Increased Expression of Integrin Alpha 6 in Nucleus Pulposus Cells in Response to High Oxygen Tension Protects against Intervertebral Disc Degeneration

The destruction of the low oxygen microenvironment in nucleus pulposus (NP) cells played a critical role in the pathogenesis of intervertebral disc degeneration (IVDD). The purpose of this study was to determine the potential role of integrin alpha 6 (ITG α6) in NP cells in response to high oxygen tension (HOT) in IVDD. Immunofluorescence staining and western blot analysis showed that the levels of ITG α6 expression were increased in the NP tissue from IVDD patients and the IVDD rat model with mild degeneration, which were reduced as the degree of degeneration increases in severity.
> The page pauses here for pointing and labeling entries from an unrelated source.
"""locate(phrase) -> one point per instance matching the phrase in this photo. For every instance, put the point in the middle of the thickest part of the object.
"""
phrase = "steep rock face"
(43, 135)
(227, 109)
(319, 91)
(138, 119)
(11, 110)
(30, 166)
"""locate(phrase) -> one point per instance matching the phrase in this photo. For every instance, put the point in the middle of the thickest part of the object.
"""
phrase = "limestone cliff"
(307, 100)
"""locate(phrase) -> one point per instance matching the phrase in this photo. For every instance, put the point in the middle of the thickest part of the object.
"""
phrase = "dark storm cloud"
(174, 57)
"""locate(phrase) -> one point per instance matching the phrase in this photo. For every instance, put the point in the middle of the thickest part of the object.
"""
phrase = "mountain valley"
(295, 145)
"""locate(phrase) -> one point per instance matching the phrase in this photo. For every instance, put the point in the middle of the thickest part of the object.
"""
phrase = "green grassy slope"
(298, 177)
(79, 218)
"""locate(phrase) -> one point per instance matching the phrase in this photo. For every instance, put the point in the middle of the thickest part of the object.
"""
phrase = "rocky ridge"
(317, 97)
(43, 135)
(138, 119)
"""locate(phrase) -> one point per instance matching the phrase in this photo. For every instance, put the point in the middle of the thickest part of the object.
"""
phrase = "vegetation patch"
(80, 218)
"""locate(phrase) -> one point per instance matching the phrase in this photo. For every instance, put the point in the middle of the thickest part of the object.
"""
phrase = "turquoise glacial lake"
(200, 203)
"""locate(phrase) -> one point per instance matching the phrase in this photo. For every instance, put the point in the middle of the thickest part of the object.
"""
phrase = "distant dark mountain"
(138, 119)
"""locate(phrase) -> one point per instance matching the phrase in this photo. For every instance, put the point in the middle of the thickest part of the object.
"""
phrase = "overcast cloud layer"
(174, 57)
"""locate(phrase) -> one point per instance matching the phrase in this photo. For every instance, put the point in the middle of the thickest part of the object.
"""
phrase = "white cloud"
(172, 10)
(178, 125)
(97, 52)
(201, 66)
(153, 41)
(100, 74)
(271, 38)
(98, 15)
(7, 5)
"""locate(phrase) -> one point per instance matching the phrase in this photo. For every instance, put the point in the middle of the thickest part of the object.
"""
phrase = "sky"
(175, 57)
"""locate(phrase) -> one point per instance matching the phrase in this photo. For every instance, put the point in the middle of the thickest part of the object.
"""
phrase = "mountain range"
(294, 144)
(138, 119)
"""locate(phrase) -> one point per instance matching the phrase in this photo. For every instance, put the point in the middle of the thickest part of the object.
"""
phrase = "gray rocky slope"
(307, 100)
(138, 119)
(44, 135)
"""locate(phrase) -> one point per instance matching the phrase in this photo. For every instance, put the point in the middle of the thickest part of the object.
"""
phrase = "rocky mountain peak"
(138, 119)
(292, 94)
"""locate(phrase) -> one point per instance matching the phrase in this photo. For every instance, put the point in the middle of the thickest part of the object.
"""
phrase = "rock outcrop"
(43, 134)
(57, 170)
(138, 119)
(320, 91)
In NP cells, the treatment of HOT resulted in upregulation of ITG α6 expression, which could be alleviated by blocking the PI3K/AKT signaling pathway. Further studies found that ITG α6 could protect NP cells against HOT-induced apoptosis and oxidative stress and protect NP cells from HOT-inhibited ECM protein synthesis. Upregulation of ITG α6 expression by HOT contributed to maintaining NP tissue homeostasis through the interaction with hypoxia-inducible factor-1α (HIF-1α). Furthermore, silencing of ITG α6 in vivo could obviously accelerate puncture-induced IVDD. Taken together, these results revealed that the increase of ITG α6 expression by HOT in NP cells might be a protective factor in IVD degeneration as well as restore NP cell function.